Improvements have been made both in the design of the bag magazines themselves, and the machines which remove individual bags from the magazines and transport them to a hanging machine or directly to a filling spout.
It has generally been accepted that for optimal performance, a single bag handling apparatus designed for use with a particular bag type or structure is best utilized, although many bag handling machines have incorporated some degree of adjustability or flexibility to accommodate bags of slightly varying size, weight, or material:
However, because of the vast differences in bag structures and the peculiar constraints of various bag hanging and filling machines, the rate at which bags are to be filled, the material being placed in the bags and the process used for filling, it is a common practice to design a complete bag handling facility including a magazine, transport mechanism, and bag hanging apparatus around a given filling machine and bag type:
U.S. Pat. No. 4,310,037 discloses a system of four rotating bag pickup and release mechanisms designed to remove a gussetted and valved bag from a magazine and transport the bag to a set of pinch rollers used in filling the bag. While disclosing the concept of a rotary bag delivery system, the apparatus described in the '037 patent is not suitable for use with varying types paper or plastic bags, is incapable of delivering those bags to a horizontal conveyer belt, and must function at a relatively high rate of speed to be operable.

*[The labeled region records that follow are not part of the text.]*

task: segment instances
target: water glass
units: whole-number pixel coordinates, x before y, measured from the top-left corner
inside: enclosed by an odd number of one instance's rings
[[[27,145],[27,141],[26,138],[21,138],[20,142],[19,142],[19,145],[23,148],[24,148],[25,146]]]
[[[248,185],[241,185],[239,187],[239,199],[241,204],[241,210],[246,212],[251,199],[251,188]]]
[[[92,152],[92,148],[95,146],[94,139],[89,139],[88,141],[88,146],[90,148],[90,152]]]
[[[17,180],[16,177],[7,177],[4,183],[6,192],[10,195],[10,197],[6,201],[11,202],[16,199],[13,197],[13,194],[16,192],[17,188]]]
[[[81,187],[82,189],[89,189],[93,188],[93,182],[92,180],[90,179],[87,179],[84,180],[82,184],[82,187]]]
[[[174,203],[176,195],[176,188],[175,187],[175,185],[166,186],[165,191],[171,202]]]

U.S. Pat. No. 4,612,965 discloses an apparatus having a pivoting arm and suction grippers for folding the top edge of a bag away from a magazine such that the bag may be removed from the magazine by a pair of gusset grippers attached to a bag hanging mechanism, and a pivoted arm member and suction grippers to position the top portion of a flexible bag such that it may be gripped by a bag hanging mechanism. While disclosing the concept of employing a pivoting arm member and suction grippers to position the top portion of a flexible bag such that it may be gripped by a bag hanging mechanism, and a system which may be operated effectively at slower speeds, the apparatus described in the '965 patent does not serve to place the bag on a conveyor belt, does not function interchangeably with various plastic or paper bags, uses a specially designed magazine having narrower tolerances, and requires a more complex pneumatic control system and array of pivoting arms and movable parts.